Page MenuHomePhabricator

Unpack Turkish Analyzer and improve apostrophe handling
Closed, ResolvedPublic5 Estimated Story Points

Description

Unpack Turkish Elastic analyzer and implement apostrophe improvements in a plugin for simplicity, performance, and reusability by others.

The new plugin will need to be built and deployed, the config changes deployed, and the Turkish-language wikis reindexed.

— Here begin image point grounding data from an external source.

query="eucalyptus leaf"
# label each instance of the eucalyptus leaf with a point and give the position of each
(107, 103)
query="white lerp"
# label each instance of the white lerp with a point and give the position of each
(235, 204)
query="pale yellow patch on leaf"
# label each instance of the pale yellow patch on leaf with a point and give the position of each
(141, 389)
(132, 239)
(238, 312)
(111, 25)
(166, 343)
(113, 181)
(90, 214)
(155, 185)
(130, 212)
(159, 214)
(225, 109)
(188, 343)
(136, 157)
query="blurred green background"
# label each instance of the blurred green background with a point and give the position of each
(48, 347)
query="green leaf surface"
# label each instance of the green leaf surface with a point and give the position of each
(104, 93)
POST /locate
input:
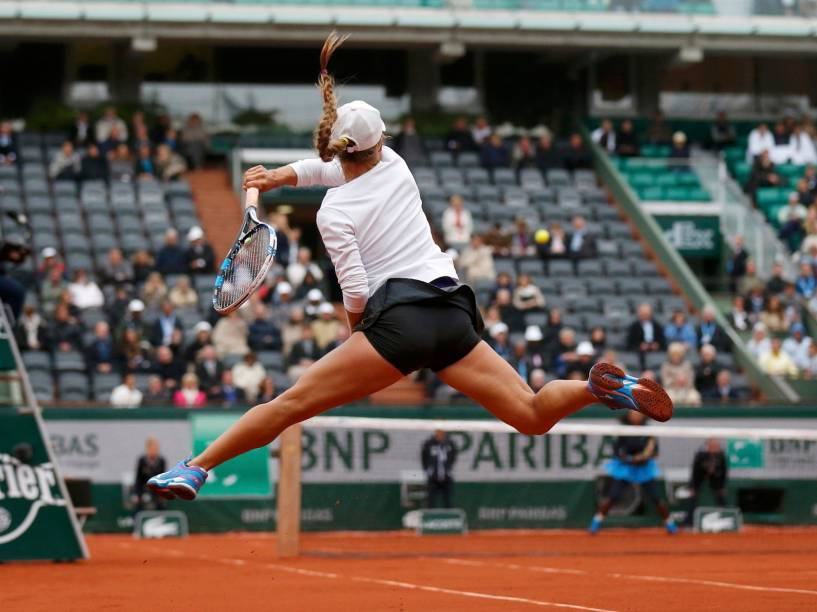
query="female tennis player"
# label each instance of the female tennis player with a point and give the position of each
(405, 305)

Notes from https://phabricator.wikimedia.org/T325091#8619132

Found a problem with the apostrophe filter for Turkish, which is very aggressive and does bad things to French and Italian (which are common in names, sources, etc.). For example, d'Onofrio'nun, d'administration, d'administration'dan, and d'Arthur'unda all get indexed as plain d. Not optimal.

I've come up with a bunch of heuristics that improve the apostrophe processing. Implementing them as a collection of existing filters is a mess, so making a plugin seems like a good approach—it also makes the logic more easily reusable by others.

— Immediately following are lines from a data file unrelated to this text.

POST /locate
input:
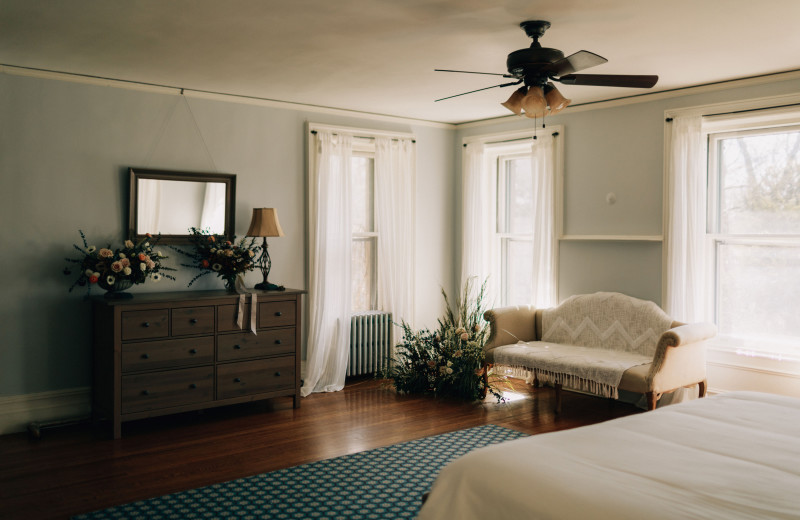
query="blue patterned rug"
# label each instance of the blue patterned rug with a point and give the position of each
(381, 484)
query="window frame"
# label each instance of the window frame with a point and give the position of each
(502, 236)
(363, 147)
(713, 134)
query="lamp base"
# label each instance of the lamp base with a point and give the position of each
(266, 286)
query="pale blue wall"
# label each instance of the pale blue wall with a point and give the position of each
(64, 152)
(617, 150)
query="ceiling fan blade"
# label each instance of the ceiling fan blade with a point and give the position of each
(574, 62)
(478, 90)
(472, 72)
(609, 80)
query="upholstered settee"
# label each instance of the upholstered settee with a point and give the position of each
(599, 343)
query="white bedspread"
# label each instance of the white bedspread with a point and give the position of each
(731, 456)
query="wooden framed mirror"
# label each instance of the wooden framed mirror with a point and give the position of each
(170, 202)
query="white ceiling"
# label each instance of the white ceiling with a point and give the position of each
(378, 56)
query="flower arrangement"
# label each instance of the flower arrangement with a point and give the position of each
(450, 360)
(118, 269)
(216, 254)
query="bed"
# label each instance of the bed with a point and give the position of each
(734, 455)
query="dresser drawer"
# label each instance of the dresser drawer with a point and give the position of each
(167, 389)
(226, 318)
(145, 324)
(170, 353)
(246, 345)
(276, 314)
(192, 320)
(255, 377)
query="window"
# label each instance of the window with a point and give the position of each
(753, 237)
(364, 248)
(515, 227)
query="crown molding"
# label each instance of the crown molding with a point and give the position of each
(215, 96)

I'm going to spin off Turkish as its own ticket and finish up the other two first.

Event Timeline

TJones set the point value for this task to 5.

Change 898087 had a related patch set uploaded (by Tjones; author: Tjones):

[search/extra@master] Create better_apostrophe in extra-analysis-turkish⏎

https://gerrit.wikimedia.org/r/898087

Change 898087 merged by jenkins-bot:

[search/extra@master] Create better_apostrophe in extra-analysis-turkish

https://gerrit.wikimedia.org/r/898087

Change 901645 had a related patch set uploaded (by Tjones; author: Tjones):

[mediawiki/extensions/CirrusSearch@master] Unpack Turkish Analyzer, enable better_apostrophe

https://gerrit.wikimedia.org/r/901645

Full write up with lots more details on Mediawiki.

Highlights:

  • Turkish uses apostrophes for inflecting proper names (e.g., Türkiye'den) and the Elastic/Lucene token filter for it is not smart and does bad things to French words (d'immortalite), Irish names (O'Connell), and others. The new plugin/filter (change 898087 above) is much better.
  • Everything else was pretty much by the numbers.

Change 901645 merged by jenkins-bot:

[mediawiki/extensions/CirrusSearch@master] Unpack Turkish Analyzer, enable better_apostrophe

https://gerrit.wikimedia.org/r/901645